![]() La maison d'une famille Cham
|
Comme nous vous disions la semaine dernière, la société Cham est essentiellement matriarcale. Une fois mariées, les filles d’une famille donnée restent habiter à proximité de chez leurs parents, mais dans des maisons individuelles. Autant dire qu’une lignée familiale possède, en principe, autant de maisons que de filles ayant convolé en justes noces ! Mais le nombre de maisons dépend aussi de la couche sociale à laquelle la famille appartient. Le Duy Dai : « Les familles de notables peuvent facilement avoir jusqu’à 7 maisons, les autres doivent se contenter de 5, au maximum. Si l’une de ces maisons n’est pas habitée, elle sert d’entrepôt pour les outils agricoles. »
![]() |
De toutes ces maisons que peut posséder une lignée familiale, une est plus importante que toutes les autres : le « thang dơ ». C’est en effet là qu’ont lieu les mariages ou les cérémonies de culte. Le Duy Dai explique : « Le « thang do » est réservé aux jeunes mariés.

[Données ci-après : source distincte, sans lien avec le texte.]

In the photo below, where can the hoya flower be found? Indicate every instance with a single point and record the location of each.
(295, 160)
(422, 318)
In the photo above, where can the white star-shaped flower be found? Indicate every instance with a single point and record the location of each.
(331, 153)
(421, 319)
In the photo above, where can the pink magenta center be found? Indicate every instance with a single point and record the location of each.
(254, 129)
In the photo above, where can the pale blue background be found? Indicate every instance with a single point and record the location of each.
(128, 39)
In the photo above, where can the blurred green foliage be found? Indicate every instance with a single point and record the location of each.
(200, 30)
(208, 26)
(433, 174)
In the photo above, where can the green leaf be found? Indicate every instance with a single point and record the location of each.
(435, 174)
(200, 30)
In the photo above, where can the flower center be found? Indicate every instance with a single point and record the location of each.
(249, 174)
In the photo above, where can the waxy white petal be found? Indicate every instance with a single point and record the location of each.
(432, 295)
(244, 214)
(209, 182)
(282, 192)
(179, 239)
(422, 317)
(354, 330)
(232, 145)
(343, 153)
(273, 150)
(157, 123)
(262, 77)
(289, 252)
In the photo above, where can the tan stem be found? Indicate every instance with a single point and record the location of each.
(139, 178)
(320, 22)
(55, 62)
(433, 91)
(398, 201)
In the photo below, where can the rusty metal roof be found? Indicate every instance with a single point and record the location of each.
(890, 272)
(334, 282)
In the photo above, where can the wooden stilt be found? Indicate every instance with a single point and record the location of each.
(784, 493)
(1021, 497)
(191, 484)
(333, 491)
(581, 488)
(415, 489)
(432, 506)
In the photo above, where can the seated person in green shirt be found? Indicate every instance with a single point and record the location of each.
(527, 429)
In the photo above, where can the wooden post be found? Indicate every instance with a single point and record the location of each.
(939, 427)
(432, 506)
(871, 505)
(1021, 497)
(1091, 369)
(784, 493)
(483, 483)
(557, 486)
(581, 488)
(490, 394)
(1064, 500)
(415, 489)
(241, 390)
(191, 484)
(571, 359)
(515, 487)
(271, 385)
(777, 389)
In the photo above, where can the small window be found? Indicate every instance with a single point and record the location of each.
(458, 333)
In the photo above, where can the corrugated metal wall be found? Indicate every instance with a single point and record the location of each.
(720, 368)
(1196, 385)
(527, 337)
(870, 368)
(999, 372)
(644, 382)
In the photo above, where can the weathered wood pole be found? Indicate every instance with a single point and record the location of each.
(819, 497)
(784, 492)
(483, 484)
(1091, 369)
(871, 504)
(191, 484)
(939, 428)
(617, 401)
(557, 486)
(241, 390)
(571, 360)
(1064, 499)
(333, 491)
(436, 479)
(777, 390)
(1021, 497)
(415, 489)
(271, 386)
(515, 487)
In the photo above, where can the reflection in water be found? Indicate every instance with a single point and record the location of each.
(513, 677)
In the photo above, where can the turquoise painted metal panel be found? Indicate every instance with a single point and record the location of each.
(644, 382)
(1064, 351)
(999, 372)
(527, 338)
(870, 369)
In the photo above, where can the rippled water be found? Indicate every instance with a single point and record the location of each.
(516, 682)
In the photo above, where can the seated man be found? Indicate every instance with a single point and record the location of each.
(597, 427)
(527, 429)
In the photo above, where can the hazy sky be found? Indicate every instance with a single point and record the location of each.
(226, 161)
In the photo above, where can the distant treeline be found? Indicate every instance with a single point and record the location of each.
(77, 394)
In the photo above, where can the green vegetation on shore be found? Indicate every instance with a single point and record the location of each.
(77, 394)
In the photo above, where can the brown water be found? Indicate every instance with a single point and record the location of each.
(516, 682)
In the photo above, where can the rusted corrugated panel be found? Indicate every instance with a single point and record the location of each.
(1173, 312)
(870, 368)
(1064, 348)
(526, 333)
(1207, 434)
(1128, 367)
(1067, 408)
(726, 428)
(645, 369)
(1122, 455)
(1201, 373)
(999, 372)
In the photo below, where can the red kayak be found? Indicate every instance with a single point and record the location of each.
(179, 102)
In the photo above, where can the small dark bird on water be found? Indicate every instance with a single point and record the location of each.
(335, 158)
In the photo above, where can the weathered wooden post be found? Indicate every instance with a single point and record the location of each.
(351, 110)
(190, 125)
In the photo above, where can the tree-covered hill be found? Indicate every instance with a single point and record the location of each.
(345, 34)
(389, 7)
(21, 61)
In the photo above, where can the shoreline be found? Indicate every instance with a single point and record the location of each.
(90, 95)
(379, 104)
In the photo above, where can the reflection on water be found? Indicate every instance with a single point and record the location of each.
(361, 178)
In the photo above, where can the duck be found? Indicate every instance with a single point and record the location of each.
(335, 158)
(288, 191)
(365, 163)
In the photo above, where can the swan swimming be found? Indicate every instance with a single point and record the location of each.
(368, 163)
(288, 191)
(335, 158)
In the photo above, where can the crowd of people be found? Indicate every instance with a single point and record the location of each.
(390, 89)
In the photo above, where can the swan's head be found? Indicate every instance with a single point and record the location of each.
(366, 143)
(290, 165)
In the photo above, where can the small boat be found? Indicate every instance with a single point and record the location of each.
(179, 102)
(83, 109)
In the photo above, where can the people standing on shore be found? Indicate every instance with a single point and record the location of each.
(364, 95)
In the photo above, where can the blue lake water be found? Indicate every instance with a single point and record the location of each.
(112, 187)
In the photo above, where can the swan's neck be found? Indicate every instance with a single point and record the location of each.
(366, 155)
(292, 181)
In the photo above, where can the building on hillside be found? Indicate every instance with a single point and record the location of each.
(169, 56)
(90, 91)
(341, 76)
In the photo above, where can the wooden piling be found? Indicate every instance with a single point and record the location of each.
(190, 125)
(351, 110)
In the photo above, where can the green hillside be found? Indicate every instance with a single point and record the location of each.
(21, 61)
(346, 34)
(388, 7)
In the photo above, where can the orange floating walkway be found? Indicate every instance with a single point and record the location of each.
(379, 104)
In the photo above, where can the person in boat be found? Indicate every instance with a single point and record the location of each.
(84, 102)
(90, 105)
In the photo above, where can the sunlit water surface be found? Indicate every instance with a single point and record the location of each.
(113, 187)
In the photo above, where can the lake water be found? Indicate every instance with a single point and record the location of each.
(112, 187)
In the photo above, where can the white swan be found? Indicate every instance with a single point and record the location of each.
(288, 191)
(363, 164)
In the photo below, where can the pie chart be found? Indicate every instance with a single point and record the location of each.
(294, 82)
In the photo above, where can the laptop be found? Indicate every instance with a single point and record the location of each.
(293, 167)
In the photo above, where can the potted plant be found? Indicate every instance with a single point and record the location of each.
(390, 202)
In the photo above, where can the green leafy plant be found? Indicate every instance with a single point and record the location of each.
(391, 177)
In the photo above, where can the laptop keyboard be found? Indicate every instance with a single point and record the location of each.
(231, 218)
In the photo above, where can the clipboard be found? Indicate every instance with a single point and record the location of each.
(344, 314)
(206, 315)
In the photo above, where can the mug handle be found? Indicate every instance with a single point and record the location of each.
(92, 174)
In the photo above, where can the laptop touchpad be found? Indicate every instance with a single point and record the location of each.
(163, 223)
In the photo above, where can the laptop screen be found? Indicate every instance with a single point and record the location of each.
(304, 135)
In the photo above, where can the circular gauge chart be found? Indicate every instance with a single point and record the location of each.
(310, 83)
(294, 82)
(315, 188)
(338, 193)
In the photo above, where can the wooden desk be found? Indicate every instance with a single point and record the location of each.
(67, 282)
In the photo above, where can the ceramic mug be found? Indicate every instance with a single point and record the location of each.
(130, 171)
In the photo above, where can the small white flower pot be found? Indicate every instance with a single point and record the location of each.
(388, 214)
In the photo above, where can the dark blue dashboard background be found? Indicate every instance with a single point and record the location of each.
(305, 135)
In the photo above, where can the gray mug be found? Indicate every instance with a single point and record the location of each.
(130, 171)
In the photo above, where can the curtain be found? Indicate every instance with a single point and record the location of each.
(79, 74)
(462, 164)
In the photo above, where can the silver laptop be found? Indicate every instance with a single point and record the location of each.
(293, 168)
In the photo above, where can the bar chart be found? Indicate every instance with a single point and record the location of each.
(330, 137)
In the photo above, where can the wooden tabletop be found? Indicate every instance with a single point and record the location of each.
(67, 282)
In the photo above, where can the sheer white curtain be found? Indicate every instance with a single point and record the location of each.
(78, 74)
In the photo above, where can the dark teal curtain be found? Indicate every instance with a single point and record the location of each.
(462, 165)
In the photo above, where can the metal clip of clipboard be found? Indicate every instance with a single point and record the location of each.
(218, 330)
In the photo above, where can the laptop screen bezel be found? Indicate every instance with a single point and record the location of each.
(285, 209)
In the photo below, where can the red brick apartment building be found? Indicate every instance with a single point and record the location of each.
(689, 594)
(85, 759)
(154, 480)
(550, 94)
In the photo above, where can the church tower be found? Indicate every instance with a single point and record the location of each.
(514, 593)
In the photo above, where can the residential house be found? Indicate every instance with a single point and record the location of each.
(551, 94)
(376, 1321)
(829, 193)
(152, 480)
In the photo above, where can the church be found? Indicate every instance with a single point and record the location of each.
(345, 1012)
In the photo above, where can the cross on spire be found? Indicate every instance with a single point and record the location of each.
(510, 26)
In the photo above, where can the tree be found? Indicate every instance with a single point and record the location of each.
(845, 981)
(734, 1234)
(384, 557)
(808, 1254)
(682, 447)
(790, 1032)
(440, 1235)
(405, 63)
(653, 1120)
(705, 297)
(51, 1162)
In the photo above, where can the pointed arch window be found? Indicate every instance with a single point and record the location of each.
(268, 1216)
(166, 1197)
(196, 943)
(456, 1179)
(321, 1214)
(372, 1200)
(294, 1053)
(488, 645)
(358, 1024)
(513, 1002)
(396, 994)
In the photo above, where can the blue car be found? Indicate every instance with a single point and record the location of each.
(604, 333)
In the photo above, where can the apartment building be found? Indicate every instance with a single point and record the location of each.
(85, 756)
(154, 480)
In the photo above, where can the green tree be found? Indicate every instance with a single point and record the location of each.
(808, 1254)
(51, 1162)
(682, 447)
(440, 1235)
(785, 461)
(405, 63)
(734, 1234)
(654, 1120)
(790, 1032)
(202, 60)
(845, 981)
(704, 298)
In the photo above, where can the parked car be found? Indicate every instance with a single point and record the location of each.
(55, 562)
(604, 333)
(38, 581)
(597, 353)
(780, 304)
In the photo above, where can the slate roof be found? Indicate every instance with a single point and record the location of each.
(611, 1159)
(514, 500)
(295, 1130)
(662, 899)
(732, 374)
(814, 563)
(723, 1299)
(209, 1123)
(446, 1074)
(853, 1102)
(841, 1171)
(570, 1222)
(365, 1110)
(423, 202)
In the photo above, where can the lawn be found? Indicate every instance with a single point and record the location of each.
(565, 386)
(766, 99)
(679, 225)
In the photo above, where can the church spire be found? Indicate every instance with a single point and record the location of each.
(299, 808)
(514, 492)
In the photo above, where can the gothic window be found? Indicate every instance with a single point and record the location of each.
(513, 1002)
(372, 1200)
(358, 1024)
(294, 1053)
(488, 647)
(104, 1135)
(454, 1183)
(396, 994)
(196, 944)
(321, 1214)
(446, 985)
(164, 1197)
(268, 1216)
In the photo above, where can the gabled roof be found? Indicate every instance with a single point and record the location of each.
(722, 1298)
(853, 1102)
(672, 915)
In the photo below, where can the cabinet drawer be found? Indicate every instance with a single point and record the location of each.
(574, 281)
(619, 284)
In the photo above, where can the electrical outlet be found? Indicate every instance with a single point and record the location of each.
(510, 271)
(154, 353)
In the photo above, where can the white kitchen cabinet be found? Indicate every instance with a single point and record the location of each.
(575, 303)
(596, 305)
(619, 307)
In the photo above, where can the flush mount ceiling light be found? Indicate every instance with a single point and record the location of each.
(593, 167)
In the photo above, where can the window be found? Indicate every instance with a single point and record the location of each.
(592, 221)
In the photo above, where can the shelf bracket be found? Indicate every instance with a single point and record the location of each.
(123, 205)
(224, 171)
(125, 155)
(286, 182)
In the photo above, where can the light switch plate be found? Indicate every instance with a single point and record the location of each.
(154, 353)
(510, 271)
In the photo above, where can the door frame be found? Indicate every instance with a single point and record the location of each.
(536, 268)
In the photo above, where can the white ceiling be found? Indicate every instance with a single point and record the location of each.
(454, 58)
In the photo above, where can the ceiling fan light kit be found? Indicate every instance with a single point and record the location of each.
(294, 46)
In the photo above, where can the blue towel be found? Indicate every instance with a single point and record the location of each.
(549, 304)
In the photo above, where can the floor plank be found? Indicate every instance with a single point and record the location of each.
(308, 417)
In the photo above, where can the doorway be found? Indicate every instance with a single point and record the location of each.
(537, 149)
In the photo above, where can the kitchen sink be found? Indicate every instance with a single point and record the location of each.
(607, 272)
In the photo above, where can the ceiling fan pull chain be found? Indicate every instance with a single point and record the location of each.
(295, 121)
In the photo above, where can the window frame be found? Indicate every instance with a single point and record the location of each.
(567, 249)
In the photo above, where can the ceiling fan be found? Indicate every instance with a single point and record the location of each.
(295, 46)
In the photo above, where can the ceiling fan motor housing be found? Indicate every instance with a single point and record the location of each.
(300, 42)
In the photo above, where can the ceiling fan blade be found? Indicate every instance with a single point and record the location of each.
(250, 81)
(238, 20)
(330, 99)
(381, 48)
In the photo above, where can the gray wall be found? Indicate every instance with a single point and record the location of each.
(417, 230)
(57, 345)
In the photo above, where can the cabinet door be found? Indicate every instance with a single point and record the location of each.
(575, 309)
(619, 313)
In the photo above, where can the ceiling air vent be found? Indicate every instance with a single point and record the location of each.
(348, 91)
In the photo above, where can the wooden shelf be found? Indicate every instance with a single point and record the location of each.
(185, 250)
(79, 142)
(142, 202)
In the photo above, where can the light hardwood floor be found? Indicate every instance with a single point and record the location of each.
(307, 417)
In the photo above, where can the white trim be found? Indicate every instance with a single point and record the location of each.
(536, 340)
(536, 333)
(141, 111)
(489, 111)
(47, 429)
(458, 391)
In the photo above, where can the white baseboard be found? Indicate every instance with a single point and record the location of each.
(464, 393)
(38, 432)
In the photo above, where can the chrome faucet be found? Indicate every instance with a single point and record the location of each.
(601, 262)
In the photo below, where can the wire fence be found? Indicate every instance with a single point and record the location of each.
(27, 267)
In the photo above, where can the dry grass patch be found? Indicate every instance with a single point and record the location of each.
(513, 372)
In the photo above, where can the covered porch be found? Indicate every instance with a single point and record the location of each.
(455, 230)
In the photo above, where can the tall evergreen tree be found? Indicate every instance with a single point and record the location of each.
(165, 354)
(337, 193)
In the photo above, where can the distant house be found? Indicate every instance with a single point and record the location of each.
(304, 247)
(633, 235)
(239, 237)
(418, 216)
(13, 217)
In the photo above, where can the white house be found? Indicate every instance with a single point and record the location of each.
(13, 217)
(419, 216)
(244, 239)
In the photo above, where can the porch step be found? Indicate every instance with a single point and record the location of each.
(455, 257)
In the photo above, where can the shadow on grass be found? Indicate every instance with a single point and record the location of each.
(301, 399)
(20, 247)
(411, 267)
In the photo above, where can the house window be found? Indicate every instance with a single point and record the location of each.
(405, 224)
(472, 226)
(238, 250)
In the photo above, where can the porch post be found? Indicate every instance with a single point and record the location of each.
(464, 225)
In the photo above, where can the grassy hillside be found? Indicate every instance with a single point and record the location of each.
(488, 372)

Lorsque la fille aînée d’une famille se marie, elle s’y installe avec son mari, ses parents déménageant alors dans une autre maison appelée « thang lâm ». Mais elle doit à son tour céder la place si elle a une sœur plus jeune qui se mari pour aller s’installer dans le « mư dâu ». Et ainsi de suite… »
Chez les Chams, l’orientation des maisons est particulièrement importante : « Oui, c’est très important, c’est vrai. Pour le « thang do », par exemple, c’est toujours sur un axe nord-est, qui est censé apporter la fécondité. Le « thang lam », lui, est toujours à côté ».
De nos jours, le système matriarcal a tendance à disparaître au profit de l’apparition de familles nucléaires. Du coup, il y a moins d’enfilades de maisons. Mais les habitations n’en conservent pas moins une véritable « âme ». Le Duy Dai : « À l'heure actuelle, on ne trouve presque plus d’ensembles de 5 ou 7 maisons. Mais chaque maison prise séparément conserve sa structure traditionnelle et surtout son orientation ».